The spring session of the Legislative Assembly saw the Official Opposition NDP focused on the government’s neglect of the basics in health care, seniors care and education.
The NDP also sharply criticized the government for its growing sense of entitlement and obsession with pet projects.
“For me and my team, politics isn’t just about the province doing well – it’s about people doing well,” said NDP Leader Cam Broten. “I believe people should be benefitting more from our province’s strong economy, but the reality for far too many hardworking families right now is that extra costs just keep piling up while the services we should all be able to count on, like health care, seniors care and education, are getting worse because of this government’s neglect.”
The government’s own statistics show that health care is getting worse under its watch. With more and more concerns being raised about the quality of seniors care, the NDP pushed the government to fix the basics in health care and seniors care, instead of investing well over $100 million into its Lean pet project. The government’s Lean spending includes $40 million for one American consultant, over $17 million per year for Kaizen Promotion Offices, and $3,500 per day for Japanese senseis. The NDP exposed the government’s intimidation tactics against frontline health care workers who raised concerns about Lean and it also revealed that the government is providing bonus pay to senior health administrators simply for holding Lean-focused events where staff learn to fold paper airplanes.
As a positive step toward fixing the seniors care crisis, the NDP introduced legislation that would have required the government to establish minimum quality of care standards and a residents-in-care bill of rights. The government voted unanimously against the NDP’s bill, despite its own Law Reform Commission recommending such legislation.
The NDP also pushed the government to fix the basics in our education system, like overcrowded classrooms, schools that desperately need repairs, and students that are not getting the one-on-one attention they need. The NDP called on the government to reverse the “Lean initiative claw back” that was sprung on schools and classrooms on budget day and to take the $5 million earmarked in the budget for standardized testing and immediately redeploy those funds to the front lines of education.
“Unfortunately for Saskatchewan families, this government’s obsession with pet projects means it is continually neglecting the basics and failing to focus on what really matters,” Broten said. “The government should be focusing its resources on fixing health care, seniors care and education, instead of pouring untold millions into consultants and flavour-of-the-day management programs.”
The government’s growing sense of entitlement was also on display during the spring session.

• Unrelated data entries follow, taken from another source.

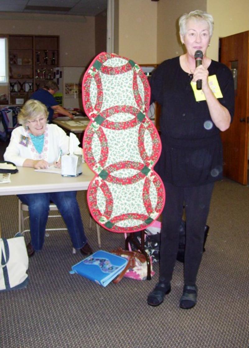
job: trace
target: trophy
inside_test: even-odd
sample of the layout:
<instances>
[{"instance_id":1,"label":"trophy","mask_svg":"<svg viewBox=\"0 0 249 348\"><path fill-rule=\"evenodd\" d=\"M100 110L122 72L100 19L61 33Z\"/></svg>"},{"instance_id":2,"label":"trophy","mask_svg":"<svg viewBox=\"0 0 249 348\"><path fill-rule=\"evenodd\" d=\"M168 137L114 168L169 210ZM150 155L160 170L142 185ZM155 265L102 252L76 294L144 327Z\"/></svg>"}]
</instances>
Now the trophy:
<instances>
[{"instance_id":1,"label":"trophy","mask_svg":"<svg viewBox=\"0 0 249 348\"><path fill-rule=\"evenodd\" d=\"M37 70L36 70L36 71L37 72L37 74L36 76L35 76L35 78L39 79L40 77L40 69L38 69Z\"/></svg>"},{"instance_id":2,"label":"trophy","mask_svg":"<svg viewBox=\"0 0 249 348\"><path fill-rule=\"evenodd\" d=\"M52 54L53 55L53 57L51 59L51 65L55 65L55 52L53 52L52 53Z\"/></svg>"},{"instance_id":3,"label":"trophy","mask_svg":"<svg viewBox=\"0 0 249 348\"><path fill-rule=\"evenodd\" d=\"M40 65L41 64L40 61L40 52L36 52L35 54L36 55L36 64L38 65Z\"/></svg>"},{"instance_id":4,"label":"trophy","mask_svg":"<svg viewBox=\"0 0 249 348\"><path fill-rule=\"evenodd\" d=\"M16 82L10 82L11 92L17 92L17 84Z\"/></svg>"},{"instance_id":5,"label":"trophy","mask_svg":"<svg viewBox=\"0 0 249 348\"><path fill-rule=\"evenodd\" d=\"M44 60L44 64L46 64L47 65L48 64L48 51L47 50L44 51L44 54L45 55L45 56L43 58Z\"/></svg>"},{"instance_id":6,"label":"trophy","mask_svg":"<svg viewBox=\"0 0 249 348\"><path fill-rule=\"evenodd\" d=\"M46 68L43 68L42 69L42 79L45 80L46 78Z\"/></svg>"},{"instance_id":7,"label":"trophy","mask_svg":"<svg viewBox=\"0 0 249 348\"><path fill-rule=\"evenodd\" d=\"M22 84L21 82L20 81L18 81L18 84L20 86L20 88L18 88L18 92L25 92L25 90L24 89L24 84L26 82L26 81L25 82L23 82Z\"/></svg>"}]
</instances>

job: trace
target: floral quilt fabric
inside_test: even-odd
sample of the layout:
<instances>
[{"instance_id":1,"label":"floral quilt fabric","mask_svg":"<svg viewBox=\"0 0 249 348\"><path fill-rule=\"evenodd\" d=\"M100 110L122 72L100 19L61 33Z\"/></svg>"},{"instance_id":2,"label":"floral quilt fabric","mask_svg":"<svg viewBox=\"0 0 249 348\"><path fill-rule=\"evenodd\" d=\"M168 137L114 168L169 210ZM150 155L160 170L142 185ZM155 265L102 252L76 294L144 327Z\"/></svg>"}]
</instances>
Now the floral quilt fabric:
<instances>
[{"instance_id":1,"label":"floral quilt fabric","mask_svg":"<svg viewBox=\"0 0 249 348\"><path fill-rule=\"evenodd\" d=\"M83 150L96 174L87 192L91 214L112 232L145 229L160 215L165 196L153 169L161 148L146 116L150 95L147 78L132 61L103 52L86 72L82 90L90 121Z\"/></svg>"}]
</instances>

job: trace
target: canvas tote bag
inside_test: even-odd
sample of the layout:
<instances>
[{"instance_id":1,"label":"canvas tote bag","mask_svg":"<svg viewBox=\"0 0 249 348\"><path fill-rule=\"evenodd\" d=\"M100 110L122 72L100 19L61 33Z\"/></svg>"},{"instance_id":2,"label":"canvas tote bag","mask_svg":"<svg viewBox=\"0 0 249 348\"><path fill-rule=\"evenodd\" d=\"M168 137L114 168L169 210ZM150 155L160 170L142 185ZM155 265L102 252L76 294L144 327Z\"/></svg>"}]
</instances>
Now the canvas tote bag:
<instances>
[{"instance_id":1,"label":"canvas tote bag","mask_svg":"<svg viewBox=\"0 0 249 348\"><path fill-rule=\"evenodd\" d=\"M18 233L14 238L0 238L0 291L26 287L29 257L24 237Z\"/></svg>"}]
</instances>

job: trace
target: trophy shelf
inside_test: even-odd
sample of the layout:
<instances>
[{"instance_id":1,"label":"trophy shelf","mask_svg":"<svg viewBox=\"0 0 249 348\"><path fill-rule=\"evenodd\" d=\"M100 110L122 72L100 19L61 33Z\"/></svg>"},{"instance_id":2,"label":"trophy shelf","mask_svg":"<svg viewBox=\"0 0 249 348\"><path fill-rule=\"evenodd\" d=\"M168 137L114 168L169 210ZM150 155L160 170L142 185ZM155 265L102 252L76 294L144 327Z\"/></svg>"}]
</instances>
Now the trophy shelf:
<instances>
[{"instance_id":1,"label":"trophy shelf","mask_svg":"<svg viewBox=\"0 0 249 348\"><path fill-rule=\"evenodd\" d=\"M9 82L8 104L16 99L25 102L44 82L54 78L59 66L59 36L12 35L8 41Z\"/></svg>"}]
</instances>

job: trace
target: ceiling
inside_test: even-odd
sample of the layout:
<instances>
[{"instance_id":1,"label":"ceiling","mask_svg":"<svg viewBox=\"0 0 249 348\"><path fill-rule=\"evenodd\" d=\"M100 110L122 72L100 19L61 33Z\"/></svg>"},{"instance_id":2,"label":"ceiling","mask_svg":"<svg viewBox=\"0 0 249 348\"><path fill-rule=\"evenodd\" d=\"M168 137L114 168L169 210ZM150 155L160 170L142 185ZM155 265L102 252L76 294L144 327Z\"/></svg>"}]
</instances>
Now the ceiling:
<instances>
[{"instance_id":1,"label":"ceiling","mask_svg":"<svg viewBox=\"0 0 249 348\"><path fill-rule=\"evenodd\" d=\"M1 0L0 12L95 16L107 0Z\"/></svg>"}]
</instances>

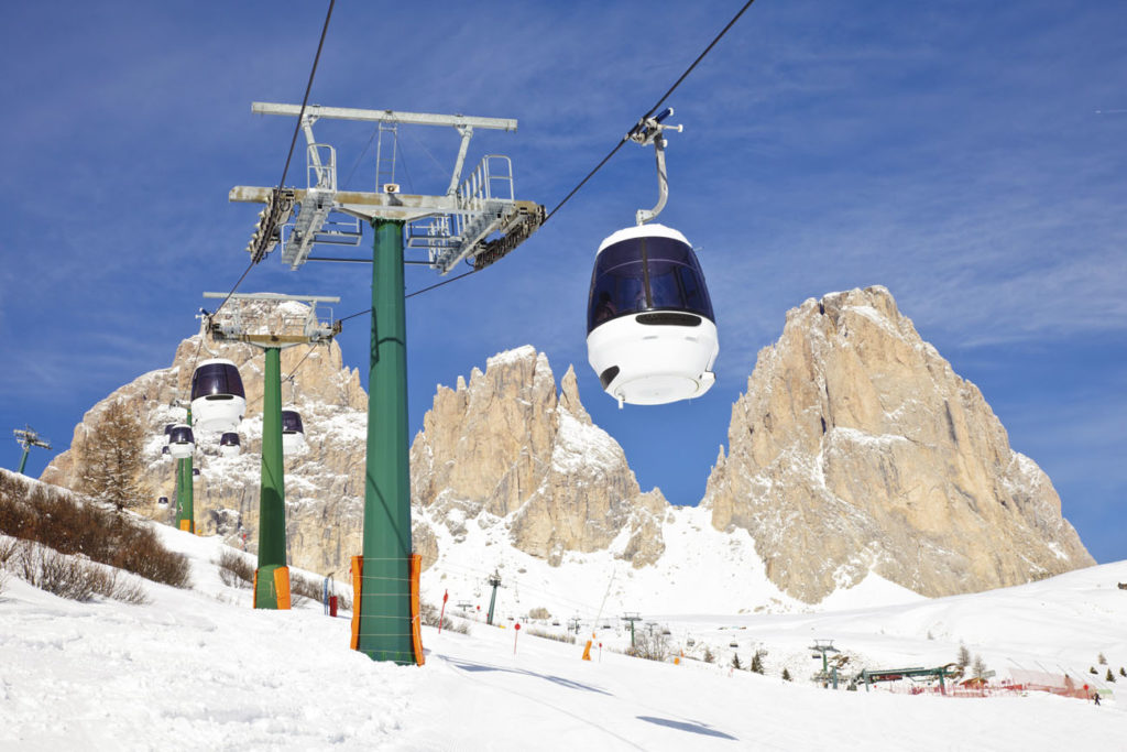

The NDP exposed inappropriate travel expenses of Deputy Premier Ken Krawetz and Social Services Minister June Draude. It questioned Saskatoon Sutherland MLA Paul Merriman’s demand for paid leave from the Saskatoon Food Bank while he was also being paid by his own campaign as a Sask. Party candidate in the last election. The NDP also questioned the Social Services Minister’s decision to appoint her long-time close friend to the Social Services Appeal Board, which is supposed to be an independent tribunal that passes judgment on ministry decisions.
Throughout the session, the NDP also asked many questions and raised concerns about the rising cost of living in Saskatchewan; the need for a comprehensive anti-poverty strategy; urgently required enhancements for child protection; the grain transportation crisis; environmental protection and climate change; highways and infrastructure; and troubling aspects of the TransformUS review at the University of Saskatchewan.
“Throughout the spring session, we worked hard to bring forward the important issues we’ve been hearing about from Saskatchewan families,” Broten said. “Over the coming months, we will continue reaching out across the province, listening to concerns and ideas, and holding the government to account, not only for what it does but also for what it neglects to do – because far too often we’re seeing this government neglecting the basics and failing to focus on what really matters to Saskatchewan families.”